Cinq ans après la quatrième saison, la petite bande menée par Dan Harmon et Justin Roiland, a enfin livré sa copie de 10 nouvelles aventures délicates et chamarrées menées tambour battant par les aventuriers de l'ailleurs papy Morty et couillon Rick... Et le reste de la petite famille bien entendu, tout aussi dysfonctionnelle.
Entamé en 2013 comme une extension irrévérencieuse d'un court métrage parodiant bien évidemment le duo iconique de Retour vers le futur, Rick and Morty s'est rapidement imposé comma la série incontournable de la case adulte de Cartoon Network. Une nouvelle charge sur la sacro-sainte famille américaine, dont chaque membre cultive ouvertement ses multiples névroses et où une fois encore on ne sait jamais vraiment si c'est l'amour ou la haine qui les tient si unis, mais dont l'enrobage science-fictionnel permet toute les outrances. Très inspiré par l'humour absurde de Douglas Adams (Le Guide du voyageur galactique) et par les logiques temporelles et dimensionnelles de Doctor Who et des comics Marvel et DC, la série s'offre un énorme melting-pot de clins d'œil, de détournements, de mix improbables et de concepts scientiphico-philosophiques poussés jusque dans leurs derniers retranchements. Ici une multiplication des familles leurres (doubles robots censés protéger contre un assassinat surprise) dont les révélations successives et le doute sur la famille originale va tourner à une guerre sanglante entre multiples. Ici aussi des apparitions successives de Rick dans une dimension parallèle qui va entièrement en conditionner l'évolution, la civilisation et la religion du peuple rencontré au cours des siècles. Mais Peut-être que la plus grande marque de culot de la série est d'avoir, au milieu de ce capharnaüm, de ces épisodes en formes de poupées russes façon Rumik's Cube, réussi à imposer une ligne de fond étonnamment émotionnelle.
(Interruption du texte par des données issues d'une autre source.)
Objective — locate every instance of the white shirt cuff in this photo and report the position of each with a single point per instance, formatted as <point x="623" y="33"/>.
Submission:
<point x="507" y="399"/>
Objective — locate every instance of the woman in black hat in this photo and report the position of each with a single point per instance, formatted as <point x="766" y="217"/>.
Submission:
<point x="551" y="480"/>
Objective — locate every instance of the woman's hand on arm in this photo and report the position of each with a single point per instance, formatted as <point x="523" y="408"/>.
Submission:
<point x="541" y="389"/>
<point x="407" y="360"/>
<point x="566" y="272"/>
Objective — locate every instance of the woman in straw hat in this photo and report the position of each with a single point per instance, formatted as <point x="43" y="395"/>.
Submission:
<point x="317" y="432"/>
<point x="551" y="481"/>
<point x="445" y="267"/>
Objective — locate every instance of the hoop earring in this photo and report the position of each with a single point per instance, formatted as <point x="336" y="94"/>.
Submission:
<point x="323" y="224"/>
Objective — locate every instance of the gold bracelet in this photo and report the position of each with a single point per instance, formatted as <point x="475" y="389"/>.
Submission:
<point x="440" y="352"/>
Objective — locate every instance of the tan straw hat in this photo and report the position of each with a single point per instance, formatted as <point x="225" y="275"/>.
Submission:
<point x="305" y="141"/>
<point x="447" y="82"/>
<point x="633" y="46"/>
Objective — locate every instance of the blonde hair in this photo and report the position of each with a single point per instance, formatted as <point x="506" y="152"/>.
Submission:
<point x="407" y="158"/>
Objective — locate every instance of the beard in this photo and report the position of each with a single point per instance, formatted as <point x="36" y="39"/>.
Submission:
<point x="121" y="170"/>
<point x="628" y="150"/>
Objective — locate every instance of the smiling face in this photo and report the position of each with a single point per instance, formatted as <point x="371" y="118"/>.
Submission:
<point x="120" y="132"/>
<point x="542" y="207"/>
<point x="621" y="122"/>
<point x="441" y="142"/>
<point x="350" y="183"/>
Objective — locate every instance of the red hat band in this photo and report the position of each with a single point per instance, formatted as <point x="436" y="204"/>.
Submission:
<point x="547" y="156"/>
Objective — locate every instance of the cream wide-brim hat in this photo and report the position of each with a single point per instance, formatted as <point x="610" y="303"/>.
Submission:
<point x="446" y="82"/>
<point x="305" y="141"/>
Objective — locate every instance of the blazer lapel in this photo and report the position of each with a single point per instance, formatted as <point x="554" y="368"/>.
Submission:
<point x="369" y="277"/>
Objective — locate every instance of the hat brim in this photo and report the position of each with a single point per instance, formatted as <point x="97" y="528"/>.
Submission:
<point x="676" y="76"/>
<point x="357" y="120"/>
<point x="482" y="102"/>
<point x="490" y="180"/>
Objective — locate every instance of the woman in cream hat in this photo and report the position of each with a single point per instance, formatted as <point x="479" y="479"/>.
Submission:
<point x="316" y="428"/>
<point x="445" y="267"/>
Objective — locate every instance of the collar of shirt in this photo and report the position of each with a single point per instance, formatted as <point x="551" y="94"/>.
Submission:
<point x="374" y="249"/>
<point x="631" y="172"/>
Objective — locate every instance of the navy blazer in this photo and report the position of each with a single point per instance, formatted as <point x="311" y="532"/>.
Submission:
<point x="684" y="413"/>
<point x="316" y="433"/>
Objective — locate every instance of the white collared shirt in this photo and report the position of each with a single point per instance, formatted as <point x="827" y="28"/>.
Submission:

Si la famille Sanchez ne cesse d'être pulvérisée, remplacée, lobotomisée et les versions du savant fou Morty démultipliées, il y a un attachement aussi réel que maladif qui existe entre eux. Alcoolique, pervers, égoïste, sanguinaire et sociopathe, Rick peut ainsi se révéler étonnamment humain par un lourd passé dont on ne connaîtra finalement la réelle teneur que dans le dernier épisode de cette 5ème saison. Rickmurai Jack qui s'ouvre par un faux générique d'anime japonais (hilarant), renoue avec le fil conducteur du Evil Rick des saisons précédentes dans une apocalypse façon 2001, et coupe les jambes par un superbe flash-back sans parole à la mélancolie poétique. Osé, tout comme delaisser le dernier mot de la saison à mr Poopybutthole, souffre douleur habituel de la série, que l'on découvre seul dans un appartement miteux, divorcé et qui expose ses regrets de ne pas avoir su saisir l'amour quand il était devant lui... C'est sans doute ce sens du désespoir, ce nihilisme constant (il faut voir la place qu'a la vie humaine dans ce space opera décadent) qui rend paradoxalement l'humour vachard et parfois bien en dessous de la ceinture, aussi irrésistible. Les super-sentaï et autres kaijus, les Transformers, Galactus, Captain Planet, la tradition des épisodes de Thanksgiving, Scarface ou Vampire Hunter D font partie des allusions plus ou moins appuyées dans ces 10 épisodes, mais il faut avouer que le traitement alloué à Hellraiser où le summum de la douleur extatique est obtenu par les cénobites en passant une soirée avec le paternel Jerry, reste un grand moment de bonheur... et de gène.
Au milieu d'un déluges de nouvelles références parodiées et savamment taclées et de concepts SF totalement vertigineusement complexes et cons à la fois, la cinquième saison de Rick and Morty est très loin de l'essoufflement annoncé et fait même preuve d'une troublante maturité ... avant de balancer une horde de spermatozoïdes géants et voraces sur le capitole.